Given these can add up quickly, consider whether the time, effort and myriad expenses are worth the investment. Perhaps you would prefer to stay in your favorite high-end hotel or resort each time you visit the area, which would end up costing the same amount — or more likely, less — than maintaining a second home.

Another important factor to consider is that purchasing a vacation home often tethers you to that specific location, as you may feel a duty to visit it often given your significant investment in the property. This may keep you from using your resources to travel to other locales and enjoy more diverse cultures and experiences.

Consider the Tax Implications of the Location

There are many tax implications to understand based on whether you plan to rent out your home and where it is located.

For example, under the new tax law, if you plan to rent your home out 14 days or less each year, you do not need to report any rental income to the IRS. Once you rent your home beyond two weeks, however, you will be required to report all rental income and follow various rules on deducting rental expenses based on how much time you plan to spend at the property.

[See: How to Invest in Real Estate Without Buying Property.]

In addition, if you’re planning to purchase a home on the Jersey shore or Connecticut coastline, you’ll need to plan to pay some of the highest property tax rates in the country.
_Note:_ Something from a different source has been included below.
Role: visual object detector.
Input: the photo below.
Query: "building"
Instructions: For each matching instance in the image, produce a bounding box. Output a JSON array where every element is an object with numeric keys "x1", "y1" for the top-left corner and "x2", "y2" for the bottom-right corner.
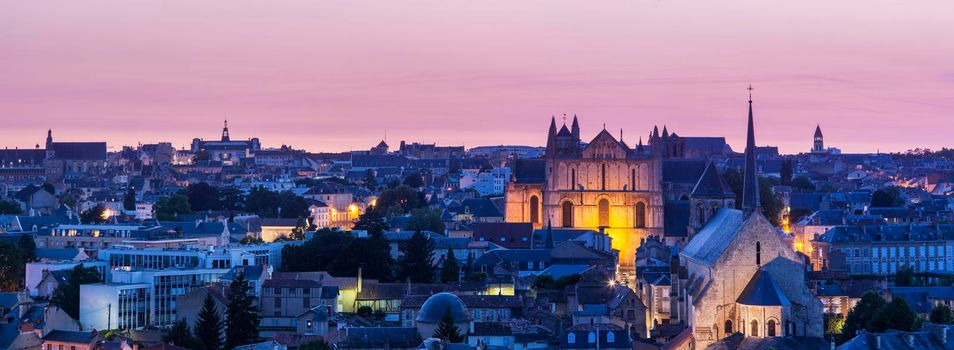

But if you purchase a home in a state like Florida, and plan to eventually retire there, you could be eligible for the state’s homestead exemption in the future. This enables people who report their primary residence in Florida (and spend at least 183 days there) to reduce the taxable value of their property. Keep in mind, if you still keep your property in your original home state, this will require meticulous record-keeping and regular coordination with a certified public accountant and attorney to ensure you are reporting correctly.

Don’t Forget to Factor Insurance

Vacation homes are often in high-risk areas that are prone to flooding, hurricanes or other disasters. Research what insurance you’ll need to protect yourself in case anything from a weather-related event or renter-inflicted damage occurs.

For example, a flood policy can become increasingly expensive based on the specific flood zone in which your home is located.

How Does the Home Fit in Your Long-Term Strategy?

If you are purchasing a vacation home with the intent to sell it for a profit down the road, be realistic about home prices and the potential for resale. Not every vacation destination experiences a booming real estate market each year.

In addition, if you’re expecting to offset a significant portion of your mortgage through rental income, make sure the location, size and amenities of your property will not only be a draw for tourists, but also demand an attractive rate. Working with a local real estate agent who is an expert on the area can help with this.

Finally, make sure that the purchase will not negatively impact your long-term investments, retirement savings strategy or other financial goals.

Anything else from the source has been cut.